Pathologie rare, complexe et hautement invalidante qui affecte significativement la qualité de vie des patients et de leurs familles, le syndrome de Lennox-Gastaut est une encéphalopathie épileptique sévère qui touche environ 2,8 nouveau-nés pour 10 000 naissances vivantes et représente 3 à 11 % des épilepsies infantiles. Dans ce contexte est née la Fondation Lennox-Gastaut Ets, une évolution de l’association Famiglie Lgs Italia Onlus, active depuis 2015 dans la promotion de la connaissance de la pathologie, le soutien aux familles et la collaboration avec les institutions et la communauté scientifique au niveau national et international. La présentation officielle de la Fondation a eu lieu vendredi à Gênes, à la Villa Quartara, siège de l’Académie Gaslini, pour souligner le lien avec l’hôpital pédiatrique Istituto Giannina Gaslini, un centre d’excellence au niveau national et international dans le domaine de la neurologie pédiatrique et des maladies rares.

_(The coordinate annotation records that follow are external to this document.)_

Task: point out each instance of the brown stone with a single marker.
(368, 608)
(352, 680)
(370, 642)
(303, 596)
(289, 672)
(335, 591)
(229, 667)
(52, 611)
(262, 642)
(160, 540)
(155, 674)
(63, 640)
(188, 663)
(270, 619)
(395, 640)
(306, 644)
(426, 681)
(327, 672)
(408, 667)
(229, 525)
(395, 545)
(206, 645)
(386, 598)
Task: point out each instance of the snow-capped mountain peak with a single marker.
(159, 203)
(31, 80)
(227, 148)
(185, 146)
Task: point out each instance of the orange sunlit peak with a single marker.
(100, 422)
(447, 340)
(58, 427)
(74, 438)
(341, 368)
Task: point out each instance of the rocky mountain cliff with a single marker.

« La naissance de la Fondation représente une étape fondamentale dans notre parcours – déclare Katia Santoro, présidente de la Fondation Lennox-Gastaut Ets – Ces dernières années, nous avons travaillé aux côtés des familles, en écoutant leurs besoins, en établissant des relations avec la communauté scientifique, en nous engageant dans la diffusion. Aujourd’hui, nous voulons renforcer cet engagement, en soutenant avec plus de force la recherche et en contribuant à créer un réseau de plus en plus solide entre patients, cliniciens et institutions, pour que personne ne se sente seul face à la complexité de la maladie ».
Le syndrome de Lennox-Gastaut, une encéphalopathie épileptique et développementale sévère, se caractérise par des crises d’épilepsie fréquentes et souvent résistantes aux médicaments, associées à des déficiences cognitives et des troubles du comportement importants. « Le Lgs est une pathologie très complexe, qui peut se manifester dès les premières années de la vie et accompagner la personne tout au long de son parcours de vie », explique Giuseppe Gobbi, ancien directeur de l’Uoc de neuropsychiatrie infantile de l’Institut Bellaria-Irccs des Sciences Neurologiques de Bologne, vice-président du Conseil d’Administration de la Fondation Lgs. « Les crises sont quotidiennes, très nombreuses, souvent imprévisibles et associées à un risque élevé de traumatisme – précise-t-il – À cela s’ajoute une compromission des processus d’apprentissage, entraînant une déficience intellectuelle importante ». L’impact de la maladie affecte non seulement les patients, mais affecte également profondément les familles. « Nous sommes confrontés à ce qui peut être défini comme un véritable drame existentiel – continue Gobbi – Le diagnostic nécessite une profonde refonte de l’identité parentale, personnelle et de couple. Nous sommes confrontés au deuil de l’enfant imaginé et à la conscience de la fragilité humaine, avec un réel risque d’isolement ».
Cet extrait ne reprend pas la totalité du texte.